The same goes for flying. Flight has become much safer since the inception of autopilot and more automated systems, Carr says.

"The name of the book, The Glass Cage, refers to what pilots call the glass cockpit — that more and more they're flying by looking at banks of computer monitors," he says.

As a result of autopilot, though, pilots aren't getting enough practice in manual flying. So when something bad happens, pilots are rusty and often make mistakes.

"I think the lesson isn't that automation is bad, but we have to be very wise in knowing how to automate and when to say no; let's not take more control away from the human being," Carr says.

But a lot of automated driving features work to avoid accidents.

Virginia Tech and the Virginia Department of Transportation have placed short-range radio transmitters on selected roads and highways in the state, says Ray Resendes, executive director of the Virginia Tech Transportation Institute's National Capital Region.
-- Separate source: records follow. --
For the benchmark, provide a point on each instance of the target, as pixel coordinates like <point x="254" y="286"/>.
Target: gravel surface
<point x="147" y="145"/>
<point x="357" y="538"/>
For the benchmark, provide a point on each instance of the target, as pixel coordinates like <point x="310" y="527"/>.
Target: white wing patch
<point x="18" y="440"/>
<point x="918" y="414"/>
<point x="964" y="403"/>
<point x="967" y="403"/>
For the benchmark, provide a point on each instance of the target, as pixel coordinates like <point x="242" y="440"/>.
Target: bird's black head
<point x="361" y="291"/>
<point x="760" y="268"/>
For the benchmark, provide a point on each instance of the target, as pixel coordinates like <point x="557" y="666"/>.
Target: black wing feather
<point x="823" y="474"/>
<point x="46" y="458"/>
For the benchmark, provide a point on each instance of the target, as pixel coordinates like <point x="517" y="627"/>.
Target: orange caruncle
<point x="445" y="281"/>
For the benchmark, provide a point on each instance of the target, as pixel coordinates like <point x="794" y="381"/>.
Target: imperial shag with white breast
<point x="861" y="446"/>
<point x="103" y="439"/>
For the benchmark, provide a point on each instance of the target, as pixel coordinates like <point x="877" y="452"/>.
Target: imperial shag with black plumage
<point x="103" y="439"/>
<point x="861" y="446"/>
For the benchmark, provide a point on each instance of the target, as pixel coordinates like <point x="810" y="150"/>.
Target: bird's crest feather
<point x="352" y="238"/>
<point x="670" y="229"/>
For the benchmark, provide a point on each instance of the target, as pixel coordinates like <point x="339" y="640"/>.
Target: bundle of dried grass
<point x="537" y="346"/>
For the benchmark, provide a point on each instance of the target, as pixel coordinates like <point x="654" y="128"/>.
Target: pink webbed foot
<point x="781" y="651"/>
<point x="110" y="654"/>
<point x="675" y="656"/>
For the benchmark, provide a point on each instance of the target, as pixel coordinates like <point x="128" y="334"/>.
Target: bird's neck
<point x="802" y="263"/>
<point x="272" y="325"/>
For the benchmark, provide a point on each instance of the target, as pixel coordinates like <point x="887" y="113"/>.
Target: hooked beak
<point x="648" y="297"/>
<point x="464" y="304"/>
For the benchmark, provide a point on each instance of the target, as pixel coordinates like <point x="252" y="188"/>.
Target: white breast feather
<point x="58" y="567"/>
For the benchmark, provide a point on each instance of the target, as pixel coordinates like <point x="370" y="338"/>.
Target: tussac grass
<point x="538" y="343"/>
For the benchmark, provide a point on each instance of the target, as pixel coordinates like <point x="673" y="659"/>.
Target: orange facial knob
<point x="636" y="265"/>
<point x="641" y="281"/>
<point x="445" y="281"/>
Resendes' Cadillac receives their transmissions and displays them on the dashboard navigation screen. Recommended speeds are shown on exit ramps, and as the car passes a school, an alert warns that school children are nearby.

Carr says he worries about people being bombarded with such automatic alerts — in our future cars and everywhere else.

"This is something called 'alert fatigue,' " he says. When you receive too many alerts, "... you actually become less alert yourself because you're just dismissing the alerts."

And here's another question that Carr writes about: If the car of the future will make decisions for us, how will it decide what to do when a collision is unavoidable and a computer is in charge of the steering?

"You have to start programming difficult moral, ethical decisions into the car," Carr says. "If you are gonna crash into something, what do you crash into? Do you go off the road and crash into a telephone pole rather than hitting a pedestrian?"

Resendes says addressing these issues will be a very difficult task. "A lot of times people will steer to avoid a rear end collision and then you can run into a head on collision, which is the worst crash, or you can hit a pedestrian," he says. "Having to codify these issues into the algorithm on a vehicle is a very serious issue."

Carr's complaint against intrusive automation isn't just about how well or how poorly computers might make moral decisions for us. It's about the very erosion of human autonomy.

"Once we start taking our moral thinking and moral decision-making away from us and putting it into the hands not of a machine really, but of the programmers of that machine, then I think we're starting to give up something essential to what it means to be a human being," he says.